La planète brûle ou se noie, s’échauffe ou s’assèche.

Les incendient ravagent la Californie, le Canada, le Maroc, la Kabylie, la Corse, l’Italie, le sud de la France, la Turquie, l’île d’Eubée en Grèce. La Sibérie n’est pas épargnée. En Iakoutie, c’est un territoire grand comme le Portugal qui a brûlé. Les témoins signalent des cendres jusqu’au pôle Nord. On a inventé le terme de mégafeux pour décrire le phénomène.

Il y a le feu, et il y a l’eau. Un peu avant, l’Allemagne et la Belgique essuyaient des tempêtes et des inondations, provoquant plus de 200 morts. De la Chine au Tennessee, la Terre prend l’eau. La liste n’est pas exhaustive. Les événements se succèdent désormais à un rythme soutenu faisant des journaux le déroulé désespérant et sans fin des catastrophes. Incendies, tempêtes, sécheresse, dômes de chaleur. Rien ne nous est épargné et l’on pressent bien que ce n’est qu’un début. En comparaison, l’image de l’ours polaire coincé sur son glaçon flottant en devient pittoresque.
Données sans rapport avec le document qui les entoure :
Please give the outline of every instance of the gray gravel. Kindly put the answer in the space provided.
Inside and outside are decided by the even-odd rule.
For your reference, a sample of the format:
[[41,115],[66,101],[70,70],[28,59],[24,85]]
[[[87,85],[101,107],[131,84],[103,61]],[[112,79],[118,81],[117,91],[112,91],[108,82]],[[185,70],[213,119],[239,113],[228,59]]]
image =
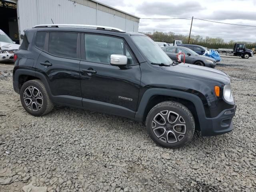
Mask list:
[[220,63],[237,104],[234,130],[196,132],[178,149],[124,118],[64,107],[32,116],[1,72],[0,191],[255,191],[256,57]]

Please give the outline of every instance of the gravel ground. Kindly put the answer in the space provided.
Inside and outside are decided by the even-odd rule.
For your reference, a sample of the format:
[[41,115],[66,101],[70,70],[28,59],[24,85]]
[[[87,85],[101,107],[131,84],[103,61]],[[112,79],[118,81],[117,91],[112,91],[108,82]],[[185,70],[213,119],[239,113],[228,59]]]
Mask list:
[[0,191],[255,191],[256,57],[223,57],[216,68],[231,77],[234,129],[196,132],[177,149],[124,118],[64,107],[32,116],[2,71]]

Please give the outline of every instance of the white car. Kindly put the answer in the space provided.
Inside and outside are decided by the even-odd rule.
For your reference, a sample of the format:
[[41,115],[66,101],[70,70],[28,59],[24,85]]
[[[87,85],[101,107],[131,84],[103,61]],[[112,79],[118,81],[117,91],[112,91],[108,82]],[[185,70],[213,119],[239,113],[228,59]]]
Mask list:
[[18,50],[20,46],[0,29],[0,62],[13,61],[14,53]]

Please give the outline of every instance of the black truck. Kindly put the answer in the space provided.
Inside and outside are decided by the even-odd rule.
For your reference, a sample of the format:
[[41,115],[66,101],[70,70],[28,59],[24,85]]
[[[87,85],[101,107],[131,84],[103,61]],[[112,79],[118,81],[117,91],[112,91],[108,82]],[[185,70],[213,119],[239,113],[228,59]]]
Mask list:
[[235,43],[234,48],[216,49],[220,54],[230,56],[239,56],[244,59],[253,56],[252,50],[246,48],[246,45],[243,43]]
[[187,144],[195,128],[204,136],[233,130],[236,105],[225,73],[174,62],[139,33],[60,25],[27,30],[15,53],[13,87],[29,114],[60,105],[122,116],[146,122],[166,147]]

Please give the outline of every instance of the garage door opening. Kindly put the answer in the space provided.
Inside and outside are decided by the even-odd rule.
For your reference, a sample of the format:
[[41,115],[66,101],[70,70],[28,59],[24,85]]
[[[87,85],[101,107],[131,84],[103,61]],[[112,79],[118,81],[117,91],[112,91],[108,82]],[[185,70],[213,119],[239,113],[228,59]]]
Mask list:
[[0,29],[16,44],[20,44],[16,1],[0,0]]

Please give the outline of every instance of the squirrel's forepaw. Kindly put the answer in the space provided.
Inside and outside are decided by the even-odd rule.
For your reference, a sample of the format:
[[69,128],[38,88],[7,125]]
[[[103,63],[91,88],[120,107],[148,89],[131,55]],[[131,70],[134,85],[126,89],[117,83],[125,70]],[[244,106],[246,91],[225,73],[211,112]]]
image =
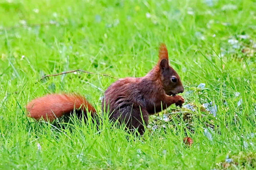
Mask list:
[[174,96],[174,97],[175,100],[175,105],[176,106],[179,106],[181,108],[182,106],[182,104],[185,101],[184,98],[179,95],[176,95]]

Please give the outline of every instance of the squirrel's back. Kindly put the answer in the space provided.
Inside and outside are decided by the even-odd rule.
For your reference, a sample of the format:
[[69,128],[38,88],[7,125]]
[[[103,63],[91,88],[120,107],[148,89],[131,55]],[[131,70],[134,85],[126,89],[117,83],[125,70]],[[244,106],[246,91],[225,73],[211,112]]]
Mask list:
[[27,116],[37,120],[41,117],[45,121],[48,119],[51,122],[63,115],[70,114],[74,110],[78,115],[82,112],[86,115],[86,108],[92,116],[96,113],[95,109],[85,98],[76,95],[47,95],[32,100],[26,108],[29,113]]

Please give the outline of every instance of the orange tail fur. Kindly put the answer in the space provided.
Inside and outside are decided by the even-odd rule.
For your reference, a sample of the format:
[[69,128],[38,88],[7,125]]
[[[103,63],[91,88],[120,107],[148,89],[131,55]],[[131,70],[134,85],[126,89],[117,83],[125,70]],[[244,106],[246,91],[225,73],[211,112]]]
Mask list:
[[76,95],[52,94],[34,99],[26,106],[28,112],[27,116],[39,120],[42,118],[51,122],[65,115],[70,115],[74,112],[80,115],[83,112],[86,115],[86,108],[94,116],[95,109],[85,98]]

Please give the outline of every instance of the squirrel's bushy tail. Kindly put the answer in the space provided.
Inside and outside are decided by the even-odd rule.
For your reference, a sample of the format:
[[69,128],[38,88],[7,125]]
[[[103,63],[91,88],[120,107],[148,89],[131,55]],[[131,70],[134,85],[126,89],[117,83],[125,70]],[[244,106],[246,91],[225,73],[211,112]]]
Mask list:
[[72,114],[74,110],[78,116],[83,112],[87,117],[87,108],[92,117],[96,115],[95,109],[84,97],[76,95],[52,94],[35,99],[26,106],[27,116],[39,120],[41,118],[52,122],[64,115]]

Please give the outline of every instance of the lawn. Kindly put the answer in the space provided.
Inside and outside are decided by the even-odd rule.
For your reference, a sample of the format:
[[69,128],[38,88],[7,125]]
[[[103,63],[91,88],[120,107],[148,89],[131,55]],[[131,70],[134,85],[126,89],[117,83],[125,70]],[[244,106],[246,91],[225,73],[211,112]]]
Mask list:
[[[0,1],[0,169],[256,168],[256,3],[179,1]],[[185,103],[151,116],[143,138],[106,119],[98,130],[26,116],[51,93],[81,94],[101,113],[116,79],[40,79],[143,76],[161,42]]]

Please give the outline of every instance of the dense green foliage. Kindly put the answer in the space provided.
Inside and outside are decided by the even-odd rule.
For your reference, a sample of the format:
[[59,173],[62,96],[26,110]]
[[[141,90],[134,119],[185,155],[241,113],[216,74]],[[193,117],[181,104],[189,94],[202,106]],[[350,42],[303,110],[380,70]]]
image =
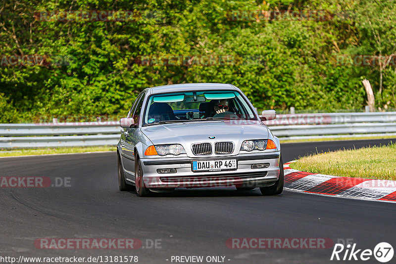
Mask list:
[[[338,65],[337,56],[395,53],[396,3],[4,1],[0,5],[3,59],[4,55],[47,54],[52,63],[0,66],[0,122],[29,121],[41,115],[123,115],[146,88],[193,82],[232,83],[259,109],[295,106],[331,111],[364,107],[361,81],[367,78],[376,106],[395,107],[394,60],[381,67]],[[233,10],[242,14],[257,9],[322,10],[336,15],[324,21],[230,19]],[[131,10],[138,15],[133,21],[35,18],[35,12],[45,10]],[[190,66],[137,63],[140,56],[167,55],[231,55],[245,61]],[[68,63],[53,63],[55,57]]]

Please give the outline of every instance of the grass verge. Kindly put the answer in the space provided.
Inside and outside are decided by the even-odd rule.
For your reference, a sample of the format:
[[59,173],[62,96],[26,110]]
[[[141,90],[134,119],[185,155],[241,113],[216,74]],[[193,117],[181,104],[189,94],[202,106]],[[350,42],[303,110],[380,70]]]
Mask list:
[[344,177],[396,180],[396,144],[306,156],[292,169]]
[[1,150],[0,151],[0,157],[14,157],[17,156],[63,153],[82,153],[84,152],[93,152],[95,151],[108,151],[115,150],[115,146],[46,148],[12,150]]
[[348,137],[340,136],[339,137],[330,137],[322,138],[303,138],[300,139],[282,139],[282,137],[279,138],[281,143],[301,143],[304,142],[320,142],[320,141],[332,141],[340,140],[362,140],[364,139],[396,139],[395,135],[381,136],[362,136],[361,137]]

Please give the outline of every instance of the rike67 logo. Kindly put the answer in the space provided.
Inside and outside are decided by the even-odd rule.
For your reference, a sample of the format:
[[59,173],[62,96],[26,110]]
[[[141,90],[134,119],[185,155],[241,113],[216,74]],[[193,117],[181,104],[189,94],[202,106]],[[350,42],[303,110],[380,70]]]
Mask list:
[[348,244],[346,246],[342,244],[336,244],[330,260],[365,261],[372,259],[374,257],[379,262],[385,263],[393,258],[393,247],[389,243],[378,243],[374,250],[357,249],[356,246],[356,243],[352,245]]

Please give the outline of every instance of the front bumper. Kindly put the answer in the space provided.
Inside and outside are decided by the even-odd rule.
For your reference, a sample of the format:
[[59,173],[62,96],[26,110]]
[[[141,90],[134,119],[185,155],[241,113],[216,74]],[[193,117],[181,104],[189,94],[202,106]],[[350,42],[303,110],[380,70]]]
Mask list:
[[[279,176],[280,152],[210,158],[142,159],[143,180],[148,188],[199,188],[217,186],[265,187]],[[193,161],[236,159],[237,169],[217,172],[192,171]],[[252,164],[268,163],[263,169],[251,169]],[[176,169],[175,173],[160,174],[158,169]]]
Des conséquences irréversibles

Les conséquences s’annoncent lourdes en termes humains. Notamment pour les populations les plus vulnérables. Le directeur général de l’OIM, l’Organisation internationale pour les migrations, António Vitorino, rappelait il y a quelques jours que l’an dernier plus de la moitié des déplacements de population étaient déjà dus à des catastrophes climatiques. Les experts de la géopolitique imaginent des conflits qui auront pour objet l’accès à l’eau. Les scientifiques déplorent des conséquences irréversibles sur la biodiversité, des perturbations sur les cultures.

La question est de savoir si le spectacle des désastres nous poussera à agir, à changer de mode de vie. L’action plutôt que la sidération. On a beau se convaincre que le changement de modèle est aussi source d’emplois et d’opportunités comme le plaide Bertrand Piccard avec beaucoup d’arguments et de conviction, on n’échappera pas à des changements drastiques de nos conduites quotidiennes. Et si nous ne le faisons pas, égoïstement, nos enfants et petits-enfants y seront contraints de toute façon.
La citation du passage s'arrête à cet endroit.